Hence, ISE may be defined as “An Islamic-based
entity that gained funding (in the forms of monetary
and non-monetary assets) from Islamic charitable
sources (through waqf, sadaqah, hibah, and qard) and
channelled them into businesses activities (goods and
services) for the purpose to contribute to the needy
and at the same time sustain this contribution in a
long term.”

Based on this definition, ISE comprises of four main elements:

• objective of ISE as an Islamic-based entity
• Islamic charitable contracts as a source of capital
• activities and
• income generation and distribution.

This definition excludes other Islamic-based entities
that directly accept charities and distribute them to
the needy, without accumulating those funds.
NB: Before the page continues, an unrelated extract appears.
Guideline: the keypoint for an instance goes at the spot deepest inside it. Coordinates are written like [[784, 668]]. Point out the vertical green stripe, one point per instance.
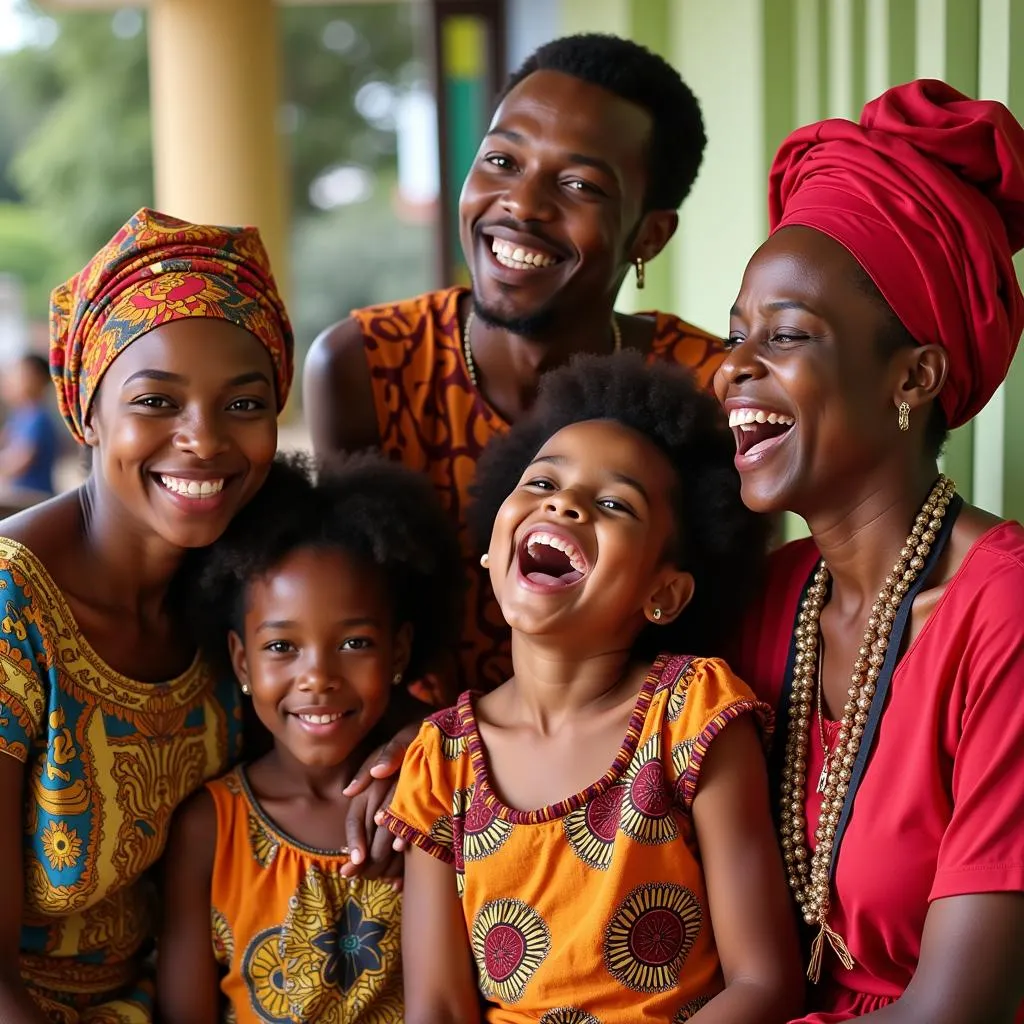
[[902, 40], [464, 62], [824, 88], [778, 93], [962, 45], [1013, 485], [650, 25], [859, 62]]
Selection of Charitable Contracts for ISE as a Source of Capital

Understanding the features of each charitable contract
allows us to better recognise what constitutes ISE
and provides a more solid definition. In addition,
understanding these contracts can help participants
(managers) fulfil their obligations in dealing and
managing the funds. As the basic characteristic of
ISE is related to income generation, some Islamic
charitable contracts are excluded from the definition
of ISE. In this case, ISE is seen as a non-profit
organisation that collects Islamic alms such as zakat,
infaq, sadaqah, and waqf while at the same time fulfils
the social enterprise criteria.

Taking into consideration that these contracts have
different characteristics from Shari’a viewpoint, their
definitions although inclusive, are relatively conflicting
with some of the contract’s requirement. For example,
zakat contract requires that collections from donors
be distributed to eight types of recipients postcollection.
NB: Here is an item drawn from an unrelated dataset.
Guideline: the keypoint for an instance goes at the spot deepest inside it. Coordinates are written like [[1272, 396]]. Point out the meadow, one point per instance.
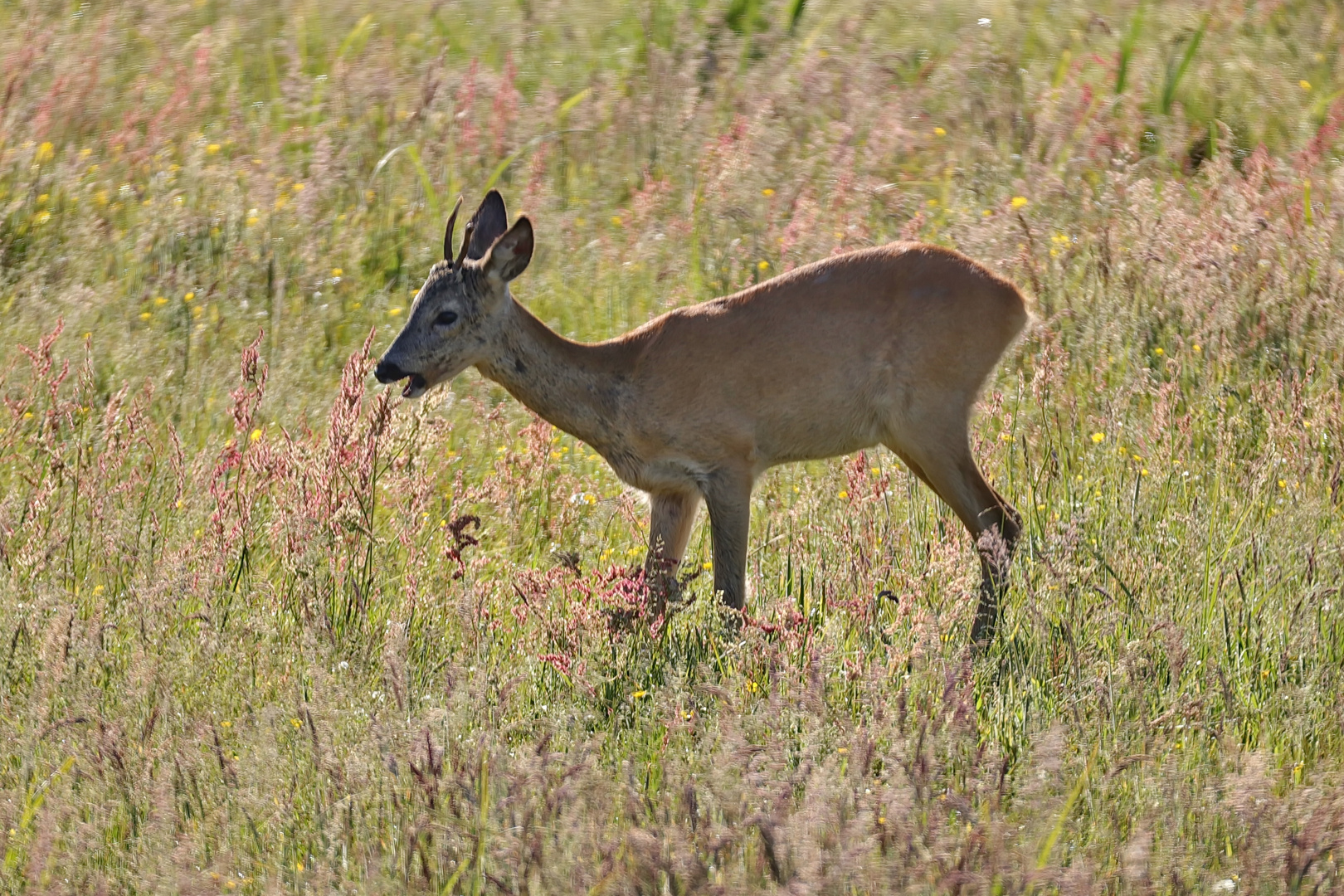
[[266, 627]]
In this case, the collection cannot be kept
and used by the management to generate income,
thus leading to restrictions in the usage of funds.
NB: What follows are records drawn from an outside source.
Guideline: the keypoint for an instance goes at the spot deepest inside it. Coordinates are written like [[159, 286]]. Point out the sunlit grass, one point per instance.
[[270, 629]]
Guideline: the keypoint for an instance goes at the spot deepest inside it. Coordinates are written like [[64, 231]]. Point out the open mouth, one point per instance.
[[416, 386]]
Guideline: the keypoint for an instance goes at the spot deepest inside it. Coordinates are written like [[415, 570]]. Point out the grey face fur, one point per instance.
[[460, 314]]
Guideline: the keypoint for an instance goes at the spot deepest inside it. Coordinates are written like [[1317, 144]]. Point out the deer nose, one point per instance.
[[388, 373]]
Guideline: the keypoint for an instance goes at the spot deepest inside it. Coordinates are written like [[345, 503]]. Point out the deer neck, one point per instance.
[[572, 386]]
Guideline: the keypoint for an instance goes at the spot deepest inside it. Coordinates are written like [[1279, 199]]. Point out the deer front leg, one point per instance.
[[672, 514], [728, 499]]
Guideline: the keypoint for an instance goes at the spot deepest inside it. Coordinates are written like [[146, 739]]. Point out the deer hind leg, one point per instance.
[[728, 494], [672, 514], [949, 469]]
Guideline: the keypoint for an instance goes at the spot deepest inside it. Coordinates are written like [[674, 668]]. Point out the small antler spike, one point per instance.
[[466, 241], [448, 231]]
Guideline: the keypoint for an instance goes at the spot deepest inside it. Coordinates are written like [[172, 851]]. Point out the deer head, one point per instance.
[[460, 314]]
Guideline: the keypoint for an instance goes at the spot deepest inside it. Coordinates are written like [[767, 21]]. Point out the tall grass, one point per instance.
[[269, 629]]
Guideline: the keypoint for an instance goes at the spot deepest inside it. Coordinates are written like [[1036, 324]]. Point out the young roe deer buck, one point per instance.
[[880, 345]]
However, waqf with its uniqueness and limitations
provides huge potential to be used by ISE in the
form of capital as long as the requirements on the
perpetuity of the original assets are put in place.
Comparing all these contracts, sadaqah and hibah
are considered as the most flexible contracts since
they do not impose any limitations and restrictions in
managing capital. This enables ISE to expand capital
without any restrictions.

As ISE is also involved in social business, Islamic
charity funds should be managed properly and
prudently based on trust. Islamic charity funds can
be reinvested for future benefits. Investment of funds
from donors can be utilised for various business needs
and activities such as trading of goods and providing
services in areas that fulfil the needs of the poor and
related customers. Rather than confining ISE activities
within a limited scope, this article includes ISE’s
activities that are in line with ISE’s social business
activities. As discussed above; sadaqah, waqf, qard
hasan and hibah can be utilised by ISE to generate
continuous income through businesses, rather than
solely distributing these funds directly to recipients,
due to their flexibility nature.

The main characteristic that differentiates ISE from
other types of institutions has to be its establishment
as an economic unit that generates income, where
capital is contributed through eligible almsgiving
contracts. The distribution of income is made to the
recipients (depending on the types of contracts) after
deducting all relevant expenses. For instance, for zakat
collection, the distribution should be specified only
for asnaf. Meanwhile, for waqf-based source, the net
income should be distributed to the recipients that are
specifically named by the donor, except for waqf am
where it is opened to all. In the case of sadaqah, on
the other hand, net income can be distributed to the
poor and needy without any limitations.


In essence, ISE is distinctively different from other
institutions due to its wealth-generating properties
and such ISE should aim for al-falah and be guided
by maqasid-e-shari’a. ISE contributes to society
in several forms. In addition to providing donors
with opportunities to give in ways that reflect their
interests and offer affordable goods and services to
the niche segment of the society, ISE also serves the
local community by creating jobs opportunities.